CBA has benefited from a recovery in confidence about the banking sector. RBA cash rate cuts have reduced the pressure on borrowers while also seemingly increasing demand for loans, with the housing market picking up.
The bank is an essential presence for the economy and the S&P/ASX 200 Index (ASX: XJO). But CBA's success also relies on the Australian economy.
Let's look at the potential outcomes for the business over the next few years.
Leadership
The bank recently held its annual general meeting (AGM), and we heard some comments about expectations regarding the leadership.
UBS pointed out in a note that Paul O'Malley was reappointed as chair for his final three-year term, which the broker views as a positive.

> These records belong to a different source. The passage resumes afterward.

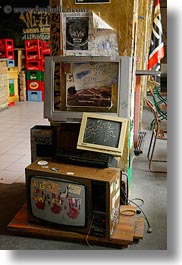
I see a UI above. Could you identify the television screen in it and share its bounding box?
[44,56,121,122]
[77,112,127,156]
[30,176,86,227]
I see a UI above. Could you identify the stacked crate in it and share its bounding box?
[0,39,15,63]
[25,39,50,101]
[0,59,8,110]
[8,66,19,106]
[18,71,27,101]
[0,39,19,105]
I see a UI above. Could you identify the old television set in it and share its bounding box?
[25,160,120,237]
[44,56,126,122]
[77,112,128,157]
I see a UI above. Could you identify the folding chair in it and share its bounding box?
[145,99,167,173]
[150,87,167,129]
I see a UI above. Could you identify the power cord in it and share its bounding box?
[121,187,152,233]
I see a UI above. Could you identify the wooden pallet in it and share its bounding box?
[8,204,144,248]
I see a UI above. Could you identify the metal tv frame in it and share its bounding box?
[44,56,131,123]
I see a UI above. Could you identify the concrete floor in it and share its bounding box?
[0,102,167,250]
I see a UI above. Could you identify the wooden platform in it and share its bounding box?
[8,204,144,248]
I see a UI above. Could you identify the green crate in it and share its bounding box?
[9,83,15,96]
[26,70,44,81]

O'Malley also mentioned the appointment of a replacement for the CEO would be a job for the next chair. In other words, the current CBA CEO Matt Comyn is likely to be in his role until at least 2028, which UBS views as a positive, removing some of the succession uncertainty.
During his time as CEO, CBA has reportedly compounded its tangible book value per share at a rate of around 2.5% per year, higher than its peers.

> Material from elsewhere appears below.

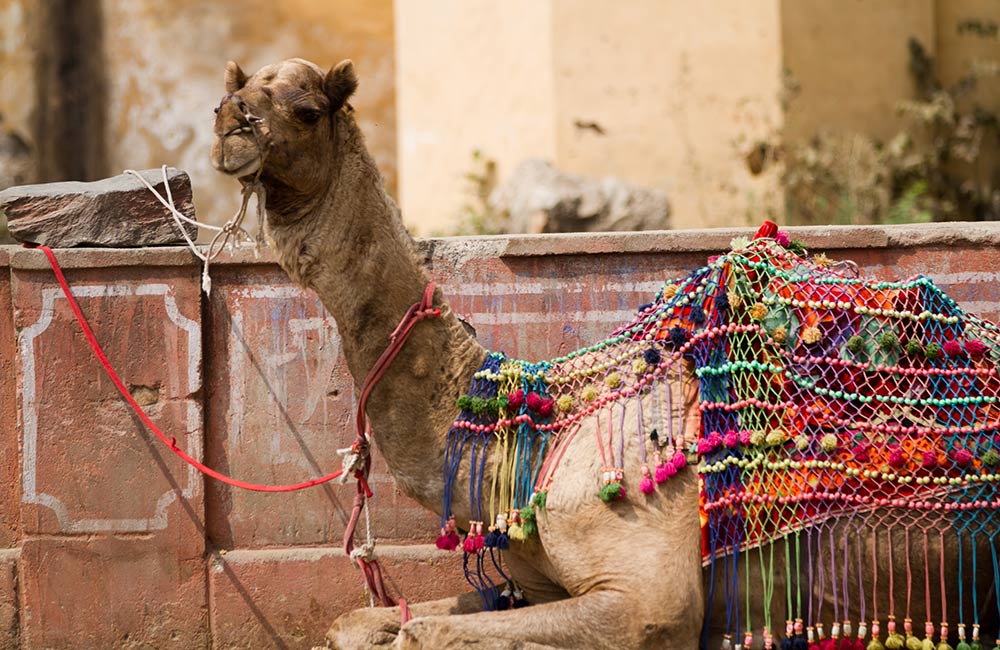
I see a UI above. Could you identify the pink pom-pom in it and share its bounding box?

UBS noted that questions at the AGM from shareholders and proxy providers primarily focused on CBA's use and deployment of AI and job security for Australian employees, especially given the sector's recent restructuring activities.

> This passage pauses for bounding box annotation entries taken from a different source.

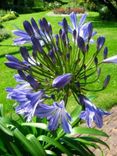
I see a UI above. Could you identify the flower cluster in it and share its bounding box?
[6,13,117,133]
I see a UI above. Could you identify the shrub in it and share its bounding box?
[0,29,10,42]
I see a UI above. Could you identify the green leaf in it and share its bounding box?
[13,128,38,156]
[0,120,13,136]
[37,135,72,156]
[63,137,94,156]
[0,104,4,116]
[10,142,22,156]
[67,127,109,137]
[45,150,57,156]
[0,137,7,152]
[77,136,109,149]
[26,134,46,156]
[21,122,48,131]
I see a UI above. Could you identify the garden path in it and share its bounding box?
[94,106,117,156]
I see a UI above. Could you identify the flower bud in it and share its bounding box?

AI, efficiencies and costs
UBS has pointed out that the global best-of-breed banks, with a similar net interest margin (NIM) and market structures, operate with cost-to-income ratios closer to 40%, compared to CBA's current ratio of around 45%.
The broker said that, overall, investors believe improving efficiency, if needed in a tougher revenue environment, could be a source of positive earnings surprises for CBA over the forecast period, which it estimates at between 2.5% to 3.5%.
The broker also noted that full-time employee equivalents have increased from around 44,000 in FY20 to 51,400 in FY25 – a rise of 17%. UBS suggested that FTW might only reduce if CBA slows the pace of current hiring and sees natural attrition revert to longer-term averages.
Profitability
CBA made $10.1 billion of net profit in FY26. Profitability is a key driver of the share price, so how profit performs could be key for shareholder returns.
UBS is forecasting that the company's net profit could rise in the coming years to $11.25 billion in FY28, which would represent a gain of 11% over three years.
Dividend yield
UBS is expecting the bank's dividend yield to grow in the next few years, but not by a lot. The dividend yield is predicted to be 3%, excluding franking credits, in FY26.
The dividend yield is projected to increase to 3.2% by FY28, which suggests a rising dividend, but that still wouldn't be very high at all.
CBA share price valuation
At the time of writing, the CBA share price is trading at 26x FY26's estimated earnings. If it were to trade at 26x FY28's (estimated) earnings, then the CBA share price could trade at approximately $175 in three years. That doesn't suggest much capital growth over the next three years, so there could be better opportunities out there.